T-Corresponds to area of thrill, maximum intensity of ventricularsystolic murmur, and a pulsation only seen on expiration. D-Upper seat of dulness.

P-Pulmonic pulsation, and where the snap is felt from closure of the valves.

A-Diffusion of impulse from left ventricle.

L-Exact position of the liver.

The respiratory sounds are obscured by the cardiac, and beyond slight tubularity anteriorly over the left apex, and faint crepitus on inspiration (not constant) posteriorly above the scapula, nothing abnormal is noted. She has a frequent tendency to cough, with little expectoration, and the mere act causes a good deal of pain over the heart, and great exhaustion. The patient states she has had two or three slight attacks of hæmoptysis. No laryngeal symptoms exist. Swallowing is not interfered with, but the presence of much food in the stomach causes angina-like symptoms, and, consequently, she restricts the amount of her diet. Defæcation is regular, and an examination of the urine pointed only to a hysterical temperament.
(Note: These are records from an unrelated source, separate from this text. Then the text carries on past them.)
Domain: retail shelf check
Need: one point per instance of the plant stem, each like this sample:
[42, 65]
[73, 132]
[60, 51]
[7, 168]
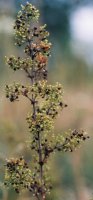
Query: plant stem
[39, 139]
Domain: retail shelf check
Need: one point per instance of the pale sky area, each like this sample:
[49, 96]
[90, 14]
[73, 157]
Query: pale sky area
[81, 28]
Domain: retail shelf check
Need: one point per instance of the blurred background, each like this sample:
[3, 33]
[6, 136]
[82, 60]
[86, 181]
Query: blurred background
[70, 23]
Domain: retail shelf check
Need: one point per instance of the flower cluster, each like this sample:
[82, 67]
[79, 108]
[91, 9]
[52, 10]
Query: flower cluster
[70, 140]
[17, 174]
[45, 100]
[22, 24]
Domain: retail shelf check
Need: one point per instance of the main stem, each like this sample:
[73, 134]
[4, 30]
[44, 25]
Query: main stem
[39, 137]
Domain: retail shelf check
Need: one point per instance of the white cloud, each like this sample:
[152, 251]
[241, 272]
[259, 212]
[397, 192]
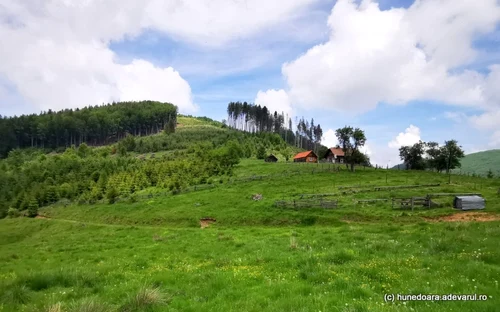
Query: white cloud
[329, 139]
[275, 100]
[57, 59]
[487, 121]
[378, 154]
[56, 53]
[495, 140]
[409, 137]
[395, 56]
[455, 116]
[216, 22]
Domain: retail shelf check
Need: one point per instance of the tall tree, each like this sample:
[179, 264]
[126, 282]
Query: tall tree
[452, 153]
[413, 156]
[351, 140]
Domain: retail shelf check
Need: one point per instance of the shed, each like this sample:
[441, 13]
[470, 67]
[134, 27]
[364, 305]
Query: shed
[271, 158]
[308, 156]
[335, 155]
[469, 202]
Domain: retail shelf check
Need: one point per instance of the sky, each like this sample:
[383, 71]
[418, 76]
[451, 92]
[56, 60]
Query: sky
[401, 70]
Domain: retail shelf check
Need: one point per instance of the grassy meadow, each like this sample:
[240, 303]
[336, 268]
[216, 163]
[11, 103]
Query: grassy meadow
[152, 255]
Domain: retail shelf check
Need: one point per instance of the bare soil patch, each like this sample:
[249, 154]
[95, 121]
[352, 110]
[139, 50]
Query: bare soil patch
[467, 217]
[205, 222]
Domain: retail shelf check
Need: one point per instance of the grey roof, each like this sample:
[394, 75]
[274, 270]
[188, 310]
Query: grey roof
[469, 202]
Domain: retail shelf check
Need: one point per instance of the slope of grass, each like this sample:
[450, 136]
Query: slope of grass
[481, 162]
[344, 268]
[477, 163]
[232, 204]
[152, 255]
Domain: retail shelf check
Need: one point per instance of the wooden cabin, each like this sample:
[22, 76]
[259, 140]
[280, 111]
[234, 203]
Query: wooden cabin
[308, 156]
[335, 155]
[271, 158]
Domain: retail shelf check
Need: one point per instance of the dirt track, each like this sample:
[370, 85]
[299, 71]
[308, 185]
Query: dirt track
[467, 217]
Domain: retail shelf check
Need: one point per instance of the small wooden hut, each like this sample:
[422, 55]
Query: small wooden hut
[469, 202]
[271, 158]
[308, 156]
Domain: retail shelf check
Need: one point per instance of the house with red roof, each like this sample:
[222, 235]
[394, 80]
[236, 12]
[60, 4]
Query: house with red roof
[335, 155]
[308, 156]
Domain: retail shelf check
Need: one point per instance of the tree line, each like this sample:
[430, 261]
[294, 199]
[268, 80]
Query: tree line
[94, 125]
[254, 118]
[350, 141]
[431, 155]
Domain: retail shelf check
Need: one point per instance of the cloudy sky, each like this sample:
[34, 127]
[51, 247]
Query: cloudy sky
[401, 70]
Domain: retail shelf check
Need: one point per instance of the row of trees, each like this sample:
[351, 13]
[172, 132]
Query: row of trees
[255, 118]
[431, 155]
[351, 140]
[95, 125]
[29, 178]
[88, 175]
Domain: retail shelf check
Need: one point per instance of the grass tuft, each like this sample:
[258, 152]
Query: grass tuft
[89, 305]
[54, 308]
[16, 294]
[146, 297]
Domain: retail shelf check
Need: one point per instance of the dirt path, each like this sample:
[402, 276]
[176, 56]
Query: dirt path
[466, 217]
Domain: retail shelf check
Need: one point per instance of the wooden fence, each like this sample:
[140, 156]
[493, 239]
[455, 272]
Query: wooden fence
[307, 203]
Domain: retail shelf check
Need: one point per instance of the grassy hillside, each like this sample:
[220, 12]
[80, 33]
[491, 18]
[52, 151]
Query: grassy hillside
[481, 162]
[477, 163]
[201, 151]
[152, 255]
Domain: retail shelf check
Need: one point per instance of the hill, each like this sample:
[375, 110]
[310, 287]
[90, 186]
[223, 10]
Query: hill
[477, 163]
[197, 151]
[189, 219]
[152, 255]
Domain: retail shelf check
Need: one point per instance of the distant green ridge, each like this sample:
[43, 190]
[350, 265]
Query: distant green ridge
[479, 163]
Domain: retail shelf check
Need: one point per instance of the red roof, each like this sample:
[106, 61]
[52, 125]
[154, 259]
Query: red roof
[337, 151]
[303, 155]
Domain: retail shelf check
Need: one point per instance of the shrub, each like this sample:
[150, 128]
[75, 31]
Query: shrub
[89, 305]
[261, 152]
[32, 208]
[13, 213]
[145, 298]
[133, 198]
[112, 195]
[16, 294]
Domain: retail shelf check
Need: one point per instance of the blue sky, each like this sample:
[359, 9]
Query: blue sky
[401, 70]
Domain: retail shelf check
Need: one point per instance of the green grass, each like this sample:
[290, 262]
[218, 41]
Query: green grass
[152, 255]
[481, 162]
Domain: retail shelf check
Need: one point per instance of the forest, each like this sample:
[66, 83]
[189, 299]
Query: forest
[203, 153]
[255, 118]
[94, 125]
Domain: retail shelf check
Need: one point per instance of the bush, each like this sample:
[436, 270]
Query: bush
[261, 152]
[32, 208]
[133, 198]
[112, 195]
[13, 213]
[146, 298]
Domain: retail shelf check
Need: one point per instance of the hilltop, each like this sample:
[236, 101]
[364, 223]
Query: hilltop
[481, 162]
[476, 163]
[187, 216]
[152, 255]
The determination of the upper border of the liver strengthens my opinion that the heart is situated in the thorax above its ordinary position. Thus, in the line of the right nipple, the hepatic dulness reaches to the middle of the fourth rib, and its lower border descends to the eighth (see diagram), measuring fully 4 inches perpendicularly.

Menstruation is regular, but too continued and profuse, necessitating the giving of ergot. I never examined the uterus, as any preparation for such an inquiry brought on an hysterical seizure.

Remarks. The diagnosis in this case-viz., that the pulmonary artery is implicated and communicates with the aorta through the ductus arteriosus, must be inferential, and based partly on negative signs. The age and sex of the patient; the position and size of the left ventricle; the fact of the murmur having the distribution of one of aortic origin (obstruction), and also being so markedly influenced when the blood rushes to fill the branches of the pulmonary artery; all lead me to attribute the lesion to a congenital defect, and if so, then primarily pulmonary, rather than aortic; and likewise militate against the supposition that the aorta is alone enlarged. Still, if the symptoms are dependent on a congenital condition, why have they been so long in abeyance, and how is cyanosis absent? The ductus arteriosus may have been patent always to a slight extent, but made more so by the sudden strain thrown on the pulmonary artery when the patient was submerged, to which occurrence she ascribes her present sufferings. We have seen lately how a segment of the aortic valves was apparently torn during muscular exertion and intense excitement (Heart, &c., shown by Dr. Finlayson at the Glasgow Pathological and Clinical Society. See this Journal for July, p. 63). Cyanosis is not always present when congenital

defects exist, and must depend upon the direction, &c., of the blood currents.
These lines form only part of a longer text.